Motos volantes entre vision et réalité – L’Airkbike de Volonaut et ses concurrents – Capture d’écran vidéo : Volonaut
Mobilité aérienne urbaine : comment les motos volantes pourraient changer la circulation
Pourquoi parle-t-on de motos volantes en ce moment ?
Les motos volantes représentent une version extrême du concept de mobilité aérienne urbaine que les ingénieurs et les investisseurs explorent depuis des années. Des matériaux structurels légers, une conception de moteur compacte, des ordinateurs de bord performants et des procédures de certification simplifiées pour les aéronefs ultralégers créent, pour la première fois, un cadre technique et réglementaire permettant aux particuliers d'acheter, de piloter et d'assurer un tel engin.
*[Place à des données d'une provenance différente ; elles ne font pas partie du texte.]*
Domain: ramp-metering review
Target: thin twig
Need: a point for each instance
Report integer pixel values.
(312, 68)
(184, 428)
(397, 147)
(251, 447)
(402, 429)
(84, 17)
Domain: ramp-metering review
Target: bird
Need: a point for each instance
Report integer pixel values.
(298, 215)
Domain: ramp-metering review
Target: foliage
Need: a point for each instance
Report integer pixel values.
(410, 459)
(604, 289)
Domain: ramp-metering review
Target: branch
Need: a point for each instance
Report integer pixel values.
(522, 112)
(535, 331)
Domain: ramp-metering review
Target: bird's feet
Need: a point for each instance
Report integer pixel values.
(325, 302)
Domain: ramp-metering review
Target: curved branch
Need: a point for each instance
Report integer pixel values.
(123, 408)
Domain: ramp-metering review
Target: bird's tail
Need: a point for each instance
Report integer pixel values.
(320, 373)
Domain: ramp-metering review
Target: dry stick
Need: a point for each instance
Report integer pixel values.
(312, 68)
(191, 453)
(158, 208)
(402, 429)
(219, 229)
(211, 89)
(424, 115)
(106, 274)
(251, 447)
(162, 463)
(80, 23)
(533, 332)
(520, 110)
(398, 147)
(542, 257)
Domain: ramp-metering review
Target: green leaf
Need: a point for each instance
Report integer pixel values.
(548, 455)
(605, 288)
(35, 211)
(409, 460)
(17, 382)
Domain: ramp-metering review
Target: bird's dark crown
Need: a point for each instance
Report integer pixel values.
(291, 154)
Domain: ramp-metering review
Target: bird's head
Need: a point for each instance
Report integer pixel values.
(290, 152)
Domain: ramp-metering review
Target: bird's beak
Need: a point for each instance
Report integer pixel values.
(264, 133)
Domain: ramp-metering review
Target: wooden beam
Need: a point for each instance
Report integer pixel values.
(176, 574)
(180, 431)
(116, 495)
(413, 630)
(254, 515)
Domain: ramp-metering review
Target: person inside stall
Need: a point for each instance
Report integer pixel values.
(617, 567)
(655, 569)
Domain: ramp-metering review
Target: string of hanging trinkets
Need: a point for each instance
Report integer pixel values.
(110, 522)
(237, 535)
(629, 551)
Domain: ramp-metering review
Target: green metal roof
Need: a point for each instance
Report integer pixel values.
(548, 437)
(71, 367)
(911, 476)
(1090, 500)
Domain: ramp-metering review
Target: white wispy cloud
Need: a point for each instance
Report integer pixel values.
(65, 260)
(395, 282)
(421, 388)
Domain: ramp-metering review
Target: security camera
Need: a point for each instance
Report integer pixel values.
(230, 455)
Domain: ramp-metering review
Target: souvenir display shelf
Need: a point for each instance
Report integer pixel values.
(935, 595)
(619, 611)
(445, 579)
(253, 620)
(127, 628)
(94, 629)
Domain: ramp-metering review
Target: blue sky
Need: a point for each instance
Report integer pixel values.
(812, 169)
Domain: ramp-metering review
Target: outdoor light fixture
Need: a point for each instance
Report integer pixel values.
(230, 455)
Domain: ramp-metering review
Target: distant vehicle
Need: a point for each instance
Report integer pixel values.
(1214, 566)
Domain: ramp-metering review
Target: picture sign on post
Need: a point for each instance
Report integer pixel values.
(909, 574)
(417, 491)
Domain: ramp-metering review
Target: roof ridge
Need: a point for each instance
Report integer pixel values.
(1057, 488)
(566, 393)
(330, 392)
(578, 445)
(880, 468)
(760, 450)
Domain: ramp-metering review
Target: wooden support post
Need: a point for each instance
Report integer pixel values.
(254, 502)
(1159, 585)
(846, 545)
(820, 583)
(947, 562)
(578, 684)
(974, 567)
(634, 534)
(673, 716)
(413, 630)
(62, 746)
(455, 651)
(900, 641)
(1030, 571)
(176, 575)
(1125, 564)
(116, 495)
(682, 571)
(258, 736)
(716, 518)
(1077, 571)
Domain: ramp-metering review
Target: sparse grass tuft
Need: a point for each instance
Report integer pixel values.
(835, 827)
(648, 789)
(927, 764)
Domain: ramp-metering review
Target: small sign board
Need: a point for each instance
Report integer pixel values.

Parallèlement, l'intérêt des médias alimente la demande pour des prototypes spectaculaires.
Quelle est l'histoire du concepteur du Volonaut Airbike ?
Tomasz Patan, un ingénieur polonais, s'est fait connaître grâce à l'avion ultraléger électrique eVTOL Jetson One, produit en série depuis 2025. Patan a auparavant travaillé dans le secteur des hélicoptères et des drones et promeut son approche de simplification des aéronefs afin que « n'importe qui puisse être pilote ».
Qu'est-ce qui différencie structurellement l'Airbike des drones eVTOL classiques ?
- Propulsion : Une mini-turbine à gaz orientable génère la poussée, tandis que la plupart des eVTOL utilisent des moteurs électriques répartis.
- Poids : Selon le fabricant, le cadre, entièrement réalisé en fibre de carbone imprimée en 3D, ne pèse que 30 kg.
- Aérodynamique : pas d’ailes, pas de rotors à rotation libre ; la portance est générée uniquement par la poussée des turbines et des tuyères vectorielles contrôlées par logiciel.
- Poste de pilotage : Entièrement ouvert ; les informations de vol seront projetées dans le casque.
- Contrôle : Un ordinateur de vol stabilise l'attitude et le lacet, comme pour un drone équipé d'une caméra.
À quelle vitesse, sur quelle distance et à quelle altitude l'Airbike peut-il voler ?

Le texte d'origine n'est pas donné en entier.